Fraud Typologies
Fraud Typologies
Phishing: Fraudsters use fake emails or websites to trick victims into revealing sensitive data like passwords or card numbers.
Smishing & Vishing: Phishing through SMS (smishing) or voice calls (vishing), often pretending to be banks or government agencies.
Mule Accounts: Individuals (knowingly or unknowingly) allow their bank accounts to be used to transfer illicit funds.
Identity Theft: Stolen personal info is used to open accounts, apply for credit, or commit other fraud.
Synthetic Identity Fraud: Fake identities are created using a combination of real and fabricated information.
Account Takeover: Criminals gain control of a victim's online account and use it for unauthorised transactions.
Card Not Present (CNP) Fraud: Occurs when stolen card details are used for online or phone purchases without the physical card.
Counterfeit Cards: Fake physical cards made using stolen data, used for in-store purchases or ATM withdrawals.

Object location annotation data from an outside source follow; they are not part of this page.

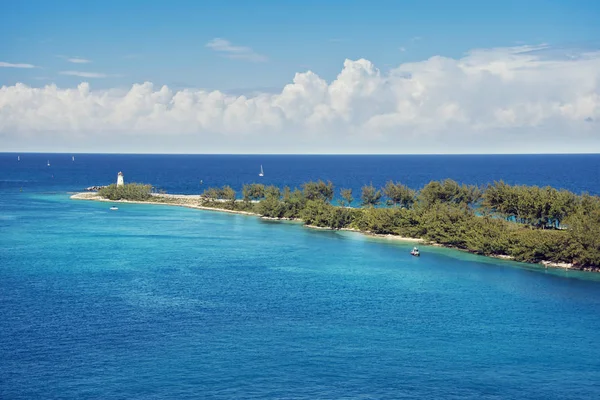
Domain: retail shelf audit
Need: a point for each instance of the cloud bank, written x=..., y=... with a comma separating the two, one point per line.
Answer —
x=227, y=49
x=78, y=60
x=10, y=65
x=83, y=74
x=515, y=100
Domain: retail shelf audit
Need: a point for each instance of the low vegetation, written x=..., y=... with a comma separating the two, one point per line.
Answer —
x=130, y=191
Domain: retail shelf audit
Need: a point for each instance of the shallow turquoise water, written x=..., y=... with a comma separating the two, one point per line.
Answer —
x=166, y=302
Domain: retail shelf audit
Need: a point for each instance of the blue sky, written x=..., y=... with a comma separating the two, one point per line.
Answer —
x=165, y=42
x=305, y=76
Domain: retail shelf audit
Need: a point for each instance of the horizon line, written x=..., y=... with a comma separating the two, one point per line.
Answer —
x=302, y=154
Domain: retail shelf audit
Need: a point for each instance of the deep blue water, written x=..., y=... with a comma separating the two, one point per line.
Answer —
x=153, y=302
x=183, y=173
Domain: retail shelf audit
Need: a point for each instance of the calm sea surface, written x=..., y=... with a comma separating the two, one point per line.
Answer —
x=153, y=302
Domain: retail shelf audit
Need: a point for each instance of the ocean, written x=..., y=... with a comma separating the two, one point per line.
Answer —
x=159, y=302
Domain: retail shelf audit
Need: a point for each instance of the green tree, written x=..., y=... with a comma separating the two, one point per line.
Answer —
x=370, y=196
x=347, y=198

BIN Attack: A fraudster obtains the BIN (Bank Identification Number) of a particular bank and runs an algorithm to attempt transactions on many cards at once.
Lost/Stolen Cards: An opportunistic thief will steal a card or find a lost card and use the card to steal funds.
Not Received Intercepted (NRI): A new or replacement card is either intercepted before it arrives or is stolen from the customers letterbox.
Digital Wallet Fraud: A customer’s card is compromised and then the fraudster adds the card to a digital wallet by gaining access to the OTP sent to the customer. This can be by phishing, impersonation scams, IDTO (ie updating the number on file), remote access etc.
Transaction Laundering: A fraudulent merchant processes payments, often to disguise illegal activity.
Invoice Fraud: Fake invoices are sent to businesses in hopes of unauthorized payment being processed.
Procurement Fraud: Manipulation or collusion in the tendering process to defraud organisations.
Misappropriation of Funds: An employee or insider diverts company money or assets for personal gain.
Business Email Compromise (BEC): A scammer impersonates a company executive or vendor to trick staff into making unauthorised payments.
Investment Scam: Fake investment opportunities (often in crypto or forex) that promise guaranteed or very high returns.
Remote Access Scams: Victims are convinced to give a scammer remote access to their computer, often under the guise of tech support.
Romance Scam: Scammers build fake online relationships to emotionally manipulate victims into sending money or personal information.
Fake Job Ads: Scams disguised as job offers to steal personal info, collect fees, or recruit money mules.
Structuring (Smurfing): Breaking up large transactions into smaller ones to avoid AML reporting thresholds.
Sanctions Evasion: Conducting financial transactions that violate sanctions laws or attempt to hide sanctioned entities.
Terrorism Financing: Funding activities that support terrorism, often hidden through legitimate channels or charitable fronts.
Chargeback Fraud: Someone makes a legitimate payment, then falsely disputes the charge to get a refund.
Friendly Fraud: Someone close to the victim such as a friend, family member, housemate etc, commits fraud against them.